O mundo onde Trump será presidente
#AgoraÉQueSãoElas
Por Heloisa Helena Griggs*
O que dizer um dia depois do país que eu adotei ou que me adotou há dez anos eleger um homem que representa misoginia, racismo, xenofobia e ódio? O que tantos imaginavam seria um momento histórico – a eleição da primeira mulher presidente nos Estados Unidos – se tornou um pesadelo sem dimensões.
Quando fui votar ontem em Nova York, escutei duas mulheres com mais de 80 anos conversando sobre a emoção que sentiam ao votar numa candidata para presidência. Também senti emoção, até mais do que antecipava, já que como eleitora também no Brasil e trabalhando e viajando por toda América Latina, já estou acostumada ou pelo menos me acostumando com mulheres na presidência.
Pensar nas tantas conversas como aquela que escutei entre mulheres votando espalhadas por todo o país me trouxe um momento de alegria. Mas o dia foi marcado por ansiedade e medo depois de uma disputa eleitoral desesperadora, onde um candidato acusado por várias mulheres de assédio sexual continuava com boas chances e eventualmente ganhou a disputa presidencial.
Quando surgiu a gravação onde Donald Trump se gabava de usar sua fama para assediar mulheres e nos dias seguintes várias mulheres o acusaram de assédio sexual, tinha certeza de que sua candidatura tinha acabado. Não conseguia imaginar como um homem com esse histórico de desrespeitar metade da população poderia ser eleito presidente em 2016.
Por alguns momentos, o país todo parou para conversar sobre o assédio enfrentado por tantas mulheres todos os dias. Milhares de mulheres contaram histórias de assédio no Twitter (#NotOkay), numa versão norte-americana do #MeuPrimeiroAssédio, e conversaram, muitas vezes pela primeira vez, com familiares e amigos sobre experiências dolorosas.
Mas com a descrença tradicional com as quais vítimas de assédio sexual são tratadas, essa nova realidade pós-fato na qual a campanha do Trump se desenvolveu e os ciclos de notícias relâmpagos já estávamos falando sobre os emails da Hillary Clinton novamente em pouco tempo. Isso deixou de ser a principal questão da eleição, apesar de não deixar de afetar mulheres. Numa pesquisa de opinião recente, quase metade das adolescentes disseram que o Donald Trump fez com que se sentissem mal sobre si mesmas e seus corpos.
Hoje levantei com o coração pesado. Andando pelas ruas de Nova York, já não me senti tão bem vinda. Mas sei que não adianta só sentir medo, já que foi medo e a manipulação do medo que levou a esse resultado. É um cliche dizer que vamos precisar de muito amor para enfrentar o que vem pela frente, mas é verdade. Por mais impossível que seja, vamos ter que encontrar maneiras de escutar e construir pontes com pelo menos uma parte dessa metade dos Estados Unidos que elegeu Trump. Ao mesmo tempo, vai ser preciso muita força para acompanhar e respaldar todas as minorias atacadas e discriminadas por Trump.

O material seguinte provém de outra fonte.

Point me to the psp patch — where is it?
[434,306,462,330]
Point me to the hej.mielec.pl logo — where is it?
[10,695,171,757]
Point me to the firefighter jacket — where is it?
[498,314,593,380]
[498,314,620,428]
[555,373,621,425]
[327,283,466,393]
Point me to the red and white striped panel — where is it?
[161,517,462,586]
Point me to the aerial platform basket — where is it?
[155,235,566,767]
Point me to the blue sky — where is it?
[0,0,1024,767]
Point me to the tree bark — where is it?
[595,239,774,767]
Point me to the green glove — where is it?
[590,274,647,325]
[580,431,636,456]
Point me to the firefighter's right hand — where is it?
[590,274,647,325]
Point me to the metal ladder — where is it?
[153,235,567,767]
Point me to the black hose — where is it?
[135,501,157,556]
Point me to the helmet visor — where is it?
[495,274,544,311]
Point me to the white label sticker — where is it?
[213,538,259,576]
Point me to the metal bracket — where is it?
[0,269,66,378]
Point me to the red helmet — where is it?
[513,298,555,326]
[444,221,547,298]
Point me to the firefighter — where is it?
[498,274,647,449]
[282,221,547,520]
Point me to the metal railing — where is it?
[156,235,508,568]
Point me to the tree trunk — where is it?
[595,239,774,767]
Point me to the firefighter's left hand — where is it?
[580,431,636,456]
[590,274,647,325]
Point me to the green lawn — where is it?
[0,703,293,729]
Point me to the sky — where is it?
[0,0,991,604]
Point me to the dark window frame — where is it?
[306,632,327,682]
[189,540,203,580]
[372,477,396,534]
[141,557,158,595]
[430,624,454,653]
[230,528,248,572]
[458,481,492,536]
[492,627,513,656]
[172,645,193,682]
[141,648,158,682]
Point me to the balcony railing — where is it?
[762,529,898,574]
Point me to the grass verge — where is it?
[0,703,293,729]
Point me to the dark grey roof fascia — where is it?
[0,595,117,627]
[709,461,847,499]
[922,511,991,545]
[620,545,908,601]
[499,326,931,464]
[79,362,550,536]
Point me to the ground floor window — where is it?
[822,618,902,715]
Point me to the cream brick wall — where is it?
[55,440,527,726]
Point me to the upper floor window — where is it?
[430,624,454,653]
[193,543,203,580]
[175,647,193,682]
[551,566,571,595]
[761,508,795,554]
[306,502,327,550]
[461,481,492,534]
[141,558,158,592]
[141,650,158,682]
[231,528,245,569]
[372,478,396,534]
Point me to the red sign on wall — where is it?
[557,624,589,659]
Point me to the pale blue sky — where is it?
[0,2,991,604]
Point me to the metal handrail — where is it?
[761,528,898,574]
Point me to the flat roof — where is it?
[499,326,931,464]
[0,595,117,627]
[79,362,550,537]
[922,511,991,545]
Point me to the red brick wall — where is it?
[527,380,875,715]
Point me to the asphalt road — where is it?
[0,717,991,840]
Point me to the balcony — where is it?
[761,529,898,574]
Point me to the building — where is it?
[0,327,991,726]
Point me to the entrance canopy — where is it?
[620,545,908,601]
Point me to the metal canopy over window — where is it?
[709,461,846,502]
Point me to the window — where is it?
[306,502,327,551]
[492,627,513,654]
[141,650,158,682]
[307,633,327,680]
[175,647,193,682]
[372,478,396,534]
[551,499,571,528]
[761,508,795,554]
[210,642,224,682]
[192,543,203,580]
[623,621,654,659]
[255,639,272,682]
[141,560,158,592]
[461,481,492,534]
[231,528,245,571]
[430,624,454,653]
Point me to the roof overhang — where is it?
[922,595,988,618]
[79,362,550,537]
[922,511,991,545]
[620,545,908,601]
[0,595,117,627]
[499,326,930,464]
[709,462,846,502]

É claro que isso tudo não é novidade num ano onde o Brasil e outras partes da América Latina viram tantos ataques aos direitos das mulheres e minorias. Mas esses ataques acontecem justamente porque o mundo está mundando e foram muitos os avanços e conquistas nos últimos anos. Não podemos perder isso de vista. Pela proxíma geração que está crescendo, como essas alunas na escola de uma amiga em Nova York, temos a obrigação de continuar comemorando o que já alcançamos e traçando novos caminhos para lidar com esses desafios.
*Heloisa Helena Griggs é advogada e trabalha com questões relacionadas a direitos humanos e segurança pública na América Latina.